One, there was no one with the client to stop him from leaving, where had all her dad's men gone? Where was her dad?
And two, the door between the office and the rest of the house always stayed locked. Clients were not allowed outside her dad's office. How did this man open it?
Ruth darted out from her spot under the table in her dad's study and out the door to the entrance hall, peeking around the corner to see where the strange man had gotten off to. He was in the family room, staring at the piano. Her piano.
The client sat down at it and lifted the fallboard cover. How dare he!
And then he played.
The sudden rush of sound was startling in the silence. Ruth glanced back toward her father's office, expecting any second now to see her dad rush out to intercept his wayward client. Nothing happened, and the man continued to play.
Wow, he was good. He was way better than her piano teacher.
Not that it mattered. It didn't change the fact he shouldn't be in her family room.
Where was her dad? What would he think if he saw her standing in the doorway watching the stranger break the rules?
"That's my piano," she stated as she stepped into the family room, chest puffed up defiantly.
"Oh? Were you using it?"
"No."
The client didn't stop playing.
"Then I'm sure you don't mind me taking a turn."
"Go back where you belong," Ruth ordered, stepping closer.
The man laughed. "Can't say I haven't heard that before."
"Are you a client?" Maybe she was wrong; perhaps he wasn't a client.
"I'm going to pay a large sum of money for a specific purpose. I suppose so, yes."
"Why?"
"To retrieve a missing item. You seem young to be involved in the family business." As he spoke the melody from the piano became quieter, but he didn't stop.
She stood straight and squared her shoulders to look stern. "This is my house, and I can be wherever I want. What's your name?"
"Lucifer Morningstar."
She rolled her eyes. "That's lame."
"I beg your pardon?" He looked down his nose at her, frowning. "I'm the Devil. My name is not lame."
She rolled her eyes. "There's no such thing. The Devil has horns and goat legs and carries a pitchfork. It's just a story."

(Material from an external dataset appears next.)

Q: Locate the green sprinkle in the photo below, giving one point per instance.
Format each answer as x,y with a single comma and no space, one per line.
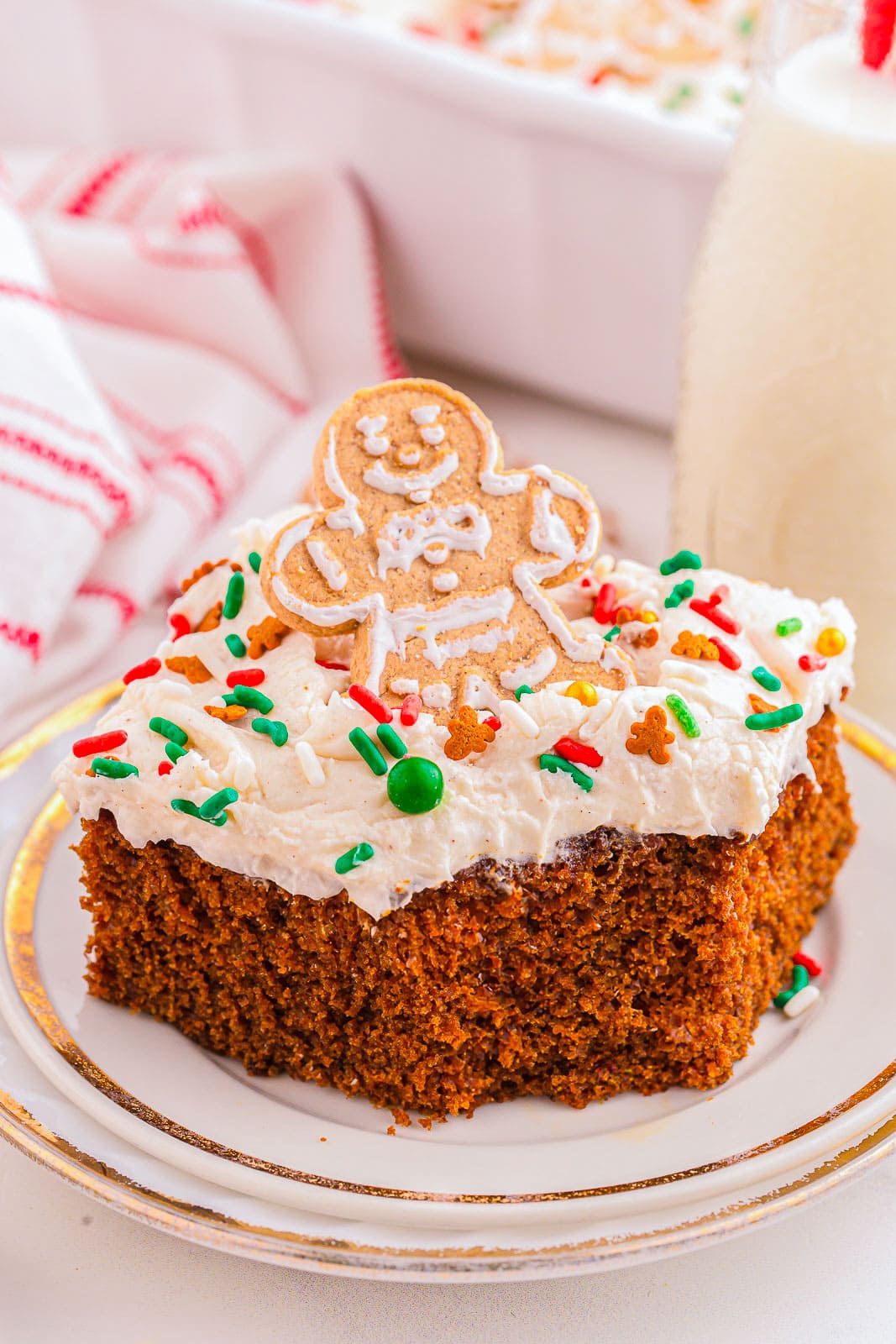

"You're right. That part is a story. But I am real." He smiled. His gleaming white teeth reminded her of the wolf in Red Riding Hood, but she wasn't afraid.
"Fairy tale characters aren't good fake names." Didn't this guy know anything?
"I assure you, I'm no fairy-tale."
Ruth laughed. He was weird, and, if he chose the name to make him seem scary, he wasn't convincing.
She watched him start a new melody; the tune was a popular song on the radio, and she felt jealous he could play it without needing sheet music.
"Satan is a bad guy, but you don't seem so bad."
"Do you play?"
"I take lessons."
Lucifer paused. "If you wish this little meeting to stay a secret, I suggest you run now. I hear your father returning."
Ruth saw no one, but she took his word for it and ran out of the room, Lucifer played louder to cover the sound of her steps as she ran up the stairs.